Gouache, 139 x 108 cm
In earlier works, Middendorf already painted scenes from big city life against a colourful, sometimes ominous background. "Handstand before a fiery cityscape" takes up this motif again. The roughly sketched zigzag line of the skyline of a large city takes up the entire background and, due to the dominance of black in combination with red, seems hostile to life. Sharply delineated from the city as a symbol of a seething and glowing world, Middendorf places an unclothed human figure in the foreground. His representation in abstract schematic form and the white-grey colouring make him a being without flesh and blood, which on the one hand stands out starkly from the background and on the other hand nevertheless belongs to it. Many of Middendorf's works reflect his fascination for movement and tension. Here, too, the contrast of colours and content creates a great pictorial tension. Against the dark glowing city in the background, the bright figure gives his own answer to the question of how one could possibly live in such a city. He does not sink into the darkness, but confidently takes up the entire foreground in a pose that comes unexpectedly - in a handstand. The lightness and carefree nature of this gesture diminishes the impact of the picture's atmosphere, even overcoming it. "Handstand before a fiery cityscape" is an expression of the attitude to life of Middendorf's generation. The painters of the "Neue Wilden" set a monument to urban life. The city served them as a living space and source of inspiration; it stood for an irrepressible hunger for life, the expression of wishes, the search for something new and the overcoming of barriers.

Helmut Middendorf (*1953 in Dinklage, Germany) is a very successful German artist and studied from 1973 to 1979 at the Hochschule der Künste in Berlin with Karl Horst Hödicke, who is also shown at the Europäische Akademie Otzenhausen.

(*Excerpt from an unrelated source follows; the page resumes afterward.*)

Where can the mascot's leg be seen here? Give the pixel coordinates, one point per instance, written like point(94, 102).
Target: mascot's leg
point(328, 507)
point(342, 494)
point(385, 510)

He is one of the most famous representatives of the Neue Wilden. Middendorf in particular was characterized by a great joy in experimentation, which included the study of various current artistic possibilities. His direct surroundings and his own world of experience inspire him to create his paintings. This also includes series of pictures which he realised in various colour combinations - life-affirming, with bright colours and striking lighting. In later works, he reduced the color, began to experiment again - also with new themes - and painted the series of "Black Pictures" at the end of the 1980s, probably as a result of a longer artistic stay in New York (scholarship of the German Academic Exchange Service).

It would be far too brief to see Middendorf "only" as a painter: Already as a student, he was fascinated not only by painting, but also by the medium of film, to which he devoted himself just as intensively. In 1979 Middendorf took up a teaching position for experimental film at the Berlin University of the Arts.